Quant à la brutalité policière en tant que telle, des syndiqués de Saguenay ont réclamé une enquête publique sur une intervention policière où trois femmes auraient été malmenées, au point où l’une d’entre elles dut être conduit à l’hôpital. Interpellé à ce sujet, le Sinistre de la Répression Publique, Jacques Chagnon, a répondu : ’’Quand tu es assis dans ton salon, tu n’as pas de problèmes’’. Sur la Côte-Nord une enquête a cours pour éclaircir la mort d’un jeune Innu de 16 ans, tué par une voiture de police suite à une chasse à l’homme sur le mauvais homme. Affaire Berniquez : un homme de 45 ans décédé de problèmes respiratoires en juin 2003, une heure après avoir eu la tête frappée plusieurs fois au sol et être resté menotté face contre terre pendant un quart d’heure. En juillet, suite à l’enquête du CDP, le Mouvement action justice (MAJ) et la famille de la victime réclament une enquête publique. À Aylmer, une fête de la Saint-Jean se termine en aspersion de poivre de Cayenne, en harcèlement et en injures, alors que les poulets estiment que les jeunes fêtards ne rentrent pas chez eux assez vite. Selon le témoignage d’un chauffeur de taxi qui a ramené des bénévoles de l’organisation, les jeunes filles avaient le visage et les yeux gonflés par le poivre. En juin également, des sans-statut algériens qui occupaient pacifiquement des locaux gouvernementaux à Ottawa ont permis à la GRC de tester ses « pistolets incapacitants ». Ils furent littéralement encerclés au 21e étage, chargés, tabassés et électrifiés, même après avoir été menottés. À deux jours des élections d’avril dernier, un candidat du Bloc pot se plaint d’avoir été victime d’abus de pouvoir et d’atteinte à la démocratie suite à une vive discussion politique avec un flic à qui il a offert un tract. Affaire Suazo : en 1995, un voleur à l’étalage est abattu accidentellement alors qu’il est déjà maîtrisé. L’affaire rebondit en février 2003 alors que Yves Manseau du MAJ porte une plainte privée contre un policier qui aurait rédigé un faux rapport concernant sa présence sur les lieux. Manseau sera débouté en Cour supérieure dans une autre poursuite, concernant son arrestation pendant le commando-bouffe à l’Hôtel St-Elizabeth à Montréal en 2000.

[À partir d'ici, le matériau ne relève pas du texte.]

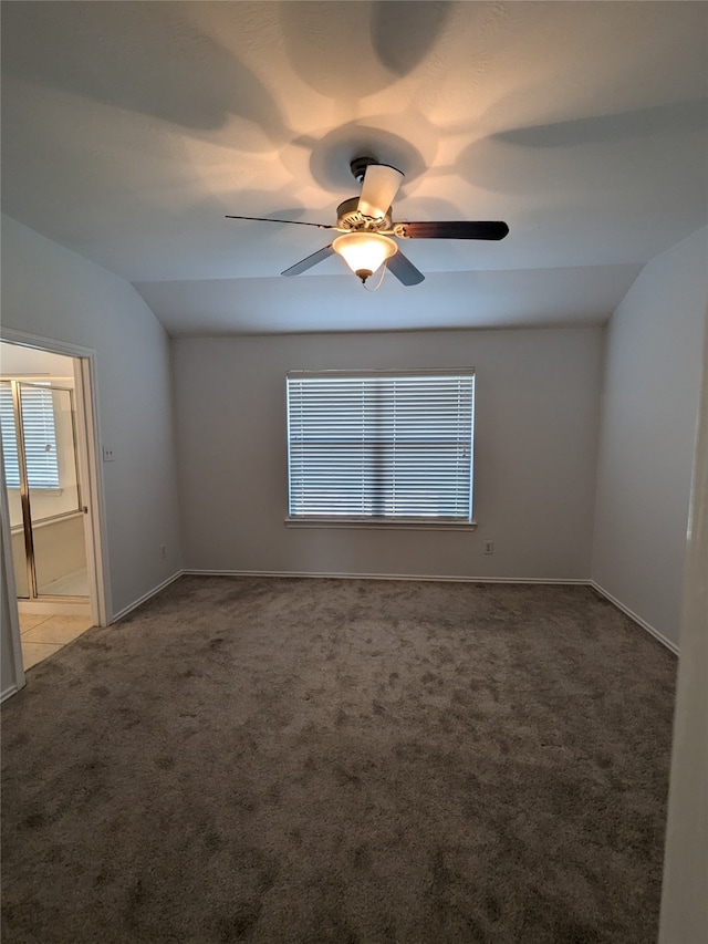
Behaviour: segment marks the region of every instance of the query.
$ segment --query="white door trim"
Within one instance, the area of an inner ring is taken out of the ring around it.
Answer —
[[[53,354],[64,354],[80,360],[75,371],[76,425],[79,456],[86,488],[83,496],[88,508],[86,516],[86,563],[91,593],[92,620],[96,625],[108,625],[112,612],[108,548],[106,541],[106,510],[103,487],[103,468],[100,456],[100,418],[96,396],[96,352],[92,347],[70,344],[54,338],[28,334],[10,328],[0,328],[0,341],[37,347]],[[3,480],[4,486],[4,480]],[[9,517],[8,517],[9,525]],[[3,519],[3,530],[4,530]],[[18,630],[19,633],[19,630]]]

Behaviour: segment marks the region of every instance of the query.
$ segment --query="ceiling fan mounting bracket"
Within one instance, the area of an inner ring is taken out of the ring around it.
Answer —
[[[357,184],[361,184],[364,179],[364,174],[366,173],[366,168],[371,164],[378,164],[375,157],[372,157],[369,154],[363,154],[361,157],[355,157],[350,164],[350,170],[352,172],[352,176],[356,180]]]

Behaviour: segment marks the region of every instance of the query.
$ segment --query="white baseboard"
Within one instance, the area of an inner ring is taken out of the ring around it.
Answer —
[[[666,649],[669,650],[669,652],[673,652],[674,655],[679,654],[678,646],[676,645],[676,643],[673,643],[670,640],[667,640],[665,635],[659,633],[659,631],[656,630],[650,623],[647,623],[646,620],[643,620],[642,616],[637,616],[634,610],[631,610],[628,606],[625,606],[624,603],[617,600],[616,597],[613,597],[612,593],[608,593],[604,589],[604,587],[601,587],[598,583],[595,583],[594,580],[589,580],[587,583],[590,584],[590,587],[593,588],[593,590],[596,590],[601,597],[604,597],[605,600],[608,600],[617,608],[617,610],[622,610],[625,615],[629,616],[631,620],[634,620],[634,622],[642,626],[643,630],[646,630],[646,632],[653,635],[654,639],[658,640],[662,645],[665,645]]]
[[[589,580],[582,578],[552,577],[449,577],[445,574],[426,573],[329,573],[296,570],[190,570],[184,574],[194,577],[304,577],[313,579],[334,580],[421,580],[455,583],[564,583],[570,587],[586,585]]]
[[[113,623],[117,623],[119,620],[125,619],[128,613],[132,613],[133,610],[137,610],[137,608],[142,606],[143,603],[147,603],[147,601],[155,597],[156,593],[159,593],[160,590],[164,590],[166,587],[169,587],[170,583],[174,583],[176,580],[178,580],[183,575],[183,573],[187,573],[187,571],[178,570],[177,573],[173,573],[173,575],[168,577],[167,580],[163,580],[162,583],[158,583],[157,587],[154,587],[152,590],[148,590],[147,593],[144,593],[140,598],[135,600],[128,606],[124,606],[123,610],[119,610],[117,613],[114,613],[113,619],[111,620],[111,625],[113,625]]]

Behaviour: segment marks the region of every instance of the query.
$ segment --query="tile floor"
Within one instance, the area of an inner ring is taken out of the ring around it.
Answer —
[[[59,652],[60,649],[84,633],[93,623],[91,616],[46,615],[20,613],[22,662],[24,671]]]

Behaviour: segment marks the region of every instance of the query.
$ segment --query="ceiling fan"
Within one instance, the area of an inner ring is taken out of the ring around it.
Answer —
[[[361,196],[351,197],[340,204],[334,226],[253,216],[227,215],[227,219],[314,226],[317,229],[334,229],[342,234],[329,246],[285,269],[281,272],[282,276],[299,276],[336,252],[358,276],[362,283],[385,266],[404,286],[417,286],[425,276],[403,255],[392,237],[397,239],[503,239],[509,232],[507,224],[501,221],[394,222],[391,205],[398,193],[404,174],[388,164],[378,164],[374,157],[356,157],[350,164],[350,168],[354,178],[362,185],[362,193]]]

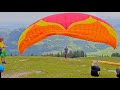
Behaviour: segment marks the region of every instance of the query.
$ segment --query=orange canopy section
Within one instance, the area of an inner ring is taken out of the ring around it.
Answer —
[[[51,35],[105,43],[113,48],[117,47],[118,42],[115,30],[104,20],[88,14],[62,13],[40,19],[26,28],[18,40],[20,54]]]

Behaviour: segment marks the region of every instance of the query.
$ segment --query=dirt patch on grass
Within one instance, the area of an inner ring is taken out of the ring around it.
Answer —
[[[3,74],[1,75],[1,78],[21,78],[23,75],[28,75],[32,73],[43,73],[42,71],[32,71],[32,72],[18,72],[18,73],[12,73],[12,74]]]

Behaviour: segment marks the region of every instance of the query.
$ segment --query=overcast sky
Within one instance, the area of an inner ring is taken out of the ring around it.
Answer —
[[[0,23],[32,24],[43,17],[57,13],[66,12],[0,12]],[[120,12],[76,12],[76,13],[87,13],[97,17],[120,18]]]

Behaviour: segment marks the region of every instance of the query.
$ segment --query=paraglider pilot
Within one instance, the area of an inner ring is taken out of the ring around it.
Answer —
[[[91,65],[91,75],[99,76],[100,75],[100,67],[98,66],[98,61],[94,61]]]
[[[1,78],[1,73],[4,71],[4,66],[0,65],[0,78]]]
[[[120,68],[116,68],[116,76],[120,78]]]
[[[68,47],[66,46],[64,50],[65,50],[65,58],[67,58],[68,57]]]

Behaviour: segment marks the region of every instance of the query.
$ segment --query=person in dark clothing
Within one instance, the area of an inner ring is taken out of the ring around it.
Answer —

Enfin, relativement aux impolitesses, abus de pouvoir, détentions abusives et autres privautés, la liste serait trop longue à énumérer. On a répertorié, dans les seuls quotidiens de masse du Québec, une quinzaine d’exemples. On peut raisonnablement penser que les abus de pouvoirs et les impolitesses sont beaucoup plus répandus, les citoyens ne portant pas souvent plainte.

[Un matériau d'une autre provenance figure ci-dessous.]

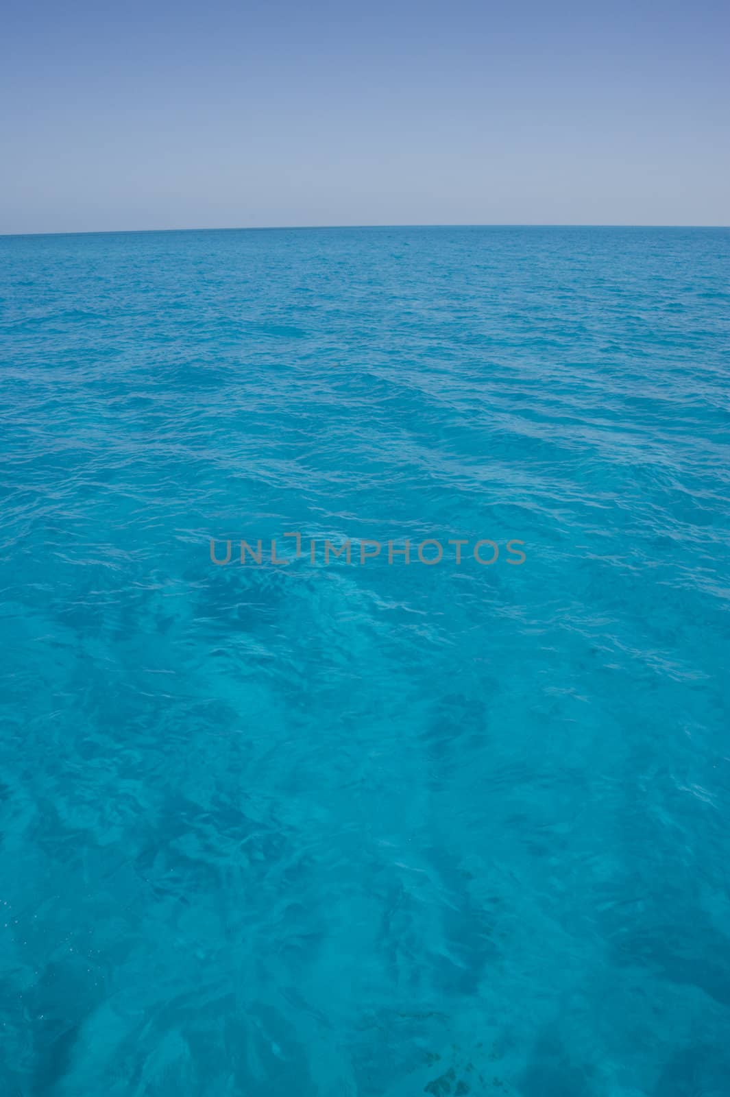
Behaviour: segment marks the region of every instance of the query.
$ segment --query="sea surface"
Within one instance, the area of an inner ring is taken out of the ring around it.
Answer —
[[[729,283],[0,239],[2,1097],[728,1097]]]

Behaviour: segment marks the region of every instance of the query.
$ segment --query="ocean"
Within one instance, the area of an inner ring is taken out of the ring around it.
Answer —
[[[0,1093],[730,1094],[730,230],[0,238]]]

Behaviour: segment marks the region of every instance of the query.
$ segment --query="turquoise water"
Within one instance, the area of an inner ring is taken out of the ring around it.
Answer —
[[[727,1097],[729,258],[0,239],[3,1097]]]

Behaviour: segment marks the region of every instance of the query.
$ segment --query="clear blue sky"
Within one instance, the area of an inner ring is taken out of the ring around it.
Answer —
[[[0,233],[730,222],[730,5],[5,0]]]

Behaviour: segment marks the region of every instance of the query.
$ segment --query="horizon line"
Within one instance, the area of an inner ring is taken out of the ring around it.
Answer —
[[[419,224],[349,224],[349,225],[209,225],[187,228],[81,228],[59,231],[0,233],[0,239],[25,236],[137,236],[144,233],[306,233],[324,229],[393,229],[393,228],[709,228],[727,229],[730,225],[653,225],[653,224],[601,224],[594,222],[433,222]]]

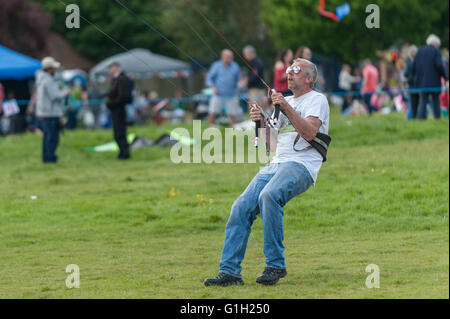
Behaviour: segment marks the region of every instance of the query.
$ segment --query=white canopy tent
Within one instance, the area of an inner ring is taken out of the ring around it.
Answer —
[[[108,65],[120,63],[122,69],[136,78],[145,79],[149,76],[158,77],[189,77],[191,66],[183,61],[155,54],[146,49],[133,49],[113,55],[94,66],[89,72],[89,79],[97,81],[108,75]]]

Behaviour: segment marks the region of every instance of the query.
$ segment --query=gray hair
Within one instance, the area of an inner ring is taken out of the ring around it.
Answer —
[[[441,40],[435,34],[430,34],[427,38],[427,45],[435,45],[437,47],[441,46]]]
[[[246,45],[242,50],[244,53],[250,53],[256,55],[256,49],[251,45]]]
[[[296,63],[296,62],[306,63],[305,74],[307,76],[312,76],[313,81],[311,82],[310,87],[311,87],[311,89],[313,89],[314,85],[317,82],[317,67],[316,67],[316,65],[314,63],[312,63],[311,61],[306,60],[306,59],[302,59],[302,58],[294,59],[293,63]]]

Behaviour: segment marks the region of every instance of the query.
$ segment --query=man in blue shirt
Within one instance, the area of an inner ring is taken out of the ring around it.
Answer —
[[[214,95],[209,101],[210,124],[214,124],[217,115],[225,105],[226,113],[230,117],[230,124],[236,123],[239,115],[239,99],[237,96],[238,82],[241,80],[239,65],[233,61],[233,52],[223,50],[219,61],[214,62],[206,76],[206,85],[210,87]]]
[[[427,38],[427,45],[422,46],[417,51],[412,64],[412,73],[416,77],[417,87],[422,89],[441,87],[441,77],[447,79],[444,65],[442,63],[442,55],[439,51],[441,40],[434,34],[430,34]],[[433,101],[434,118],[441,117],[441,106],[439,94],[441,92],[419,92],[419,109],[417,110],[417,118],[426,120],[426,108],[429,96]]]

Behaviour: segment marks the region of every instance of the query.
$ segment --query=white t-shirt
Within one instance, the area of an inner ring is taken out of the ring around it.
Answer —
[[[307,118],[308,116],[318,117],[322,122],[319,132],[328,134],[330,107],[328,106],[325,95],[316,91],[310,91],[298,98],[294,98],[293,96],[286,97],[286,101],[302,118]],[[295,144],[295,149],[302,151],[294,150],[294,141],[298,133],[286,115],[281,112],[277,128],[280,133],[278,134],[277,150],[272,159],[272,163],[297,162],[303,164],[315,184],[320,167],[322,166],[322,155],[312,147],[302,150],[309,147],[310,144],[301,136]],[[283,133],[283,130],[286,128],[291,132]]]

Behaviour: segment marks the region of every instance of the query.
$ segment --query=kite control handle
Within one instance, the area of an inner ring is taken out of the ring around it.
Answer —
[[[272,89],[272,93],[277,93],[275,89]],[[280,104],[275,104],[275,113],[273,115],[273,118],[278,122],[278,118],[280,117]]]
[[[252,109],[257,107],[255,103],[249,103],[249,105]],[[258,147],[259,129],[260,128],[261,128],[261,120],[255,122],[255,141],[254,141],[255,147]]]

Vous aurez remarqué que dans tous les abus énumérés ci-haut, aucun ne traite du harcèlement des gens de la rue (prostitué-es, itinérant-es, marginaux) ou des actes des agents de sécurité du métro de Montréal (ceux-ci, on le rappelle, ne sont pas soumis à un comité de déontologie et ils ont été fréquemment blâmés pour des interventions où l’on retrouvait un certain « profilage racial »). On peut raisonnablement penser que la revue de presse qui précède ne recense pas la moitié des cas où nos chers amis les policiers ont montré, au-delà de ce que leur permet le système répressif, à quel point ils aiment, eux aussi, transgresser les règles.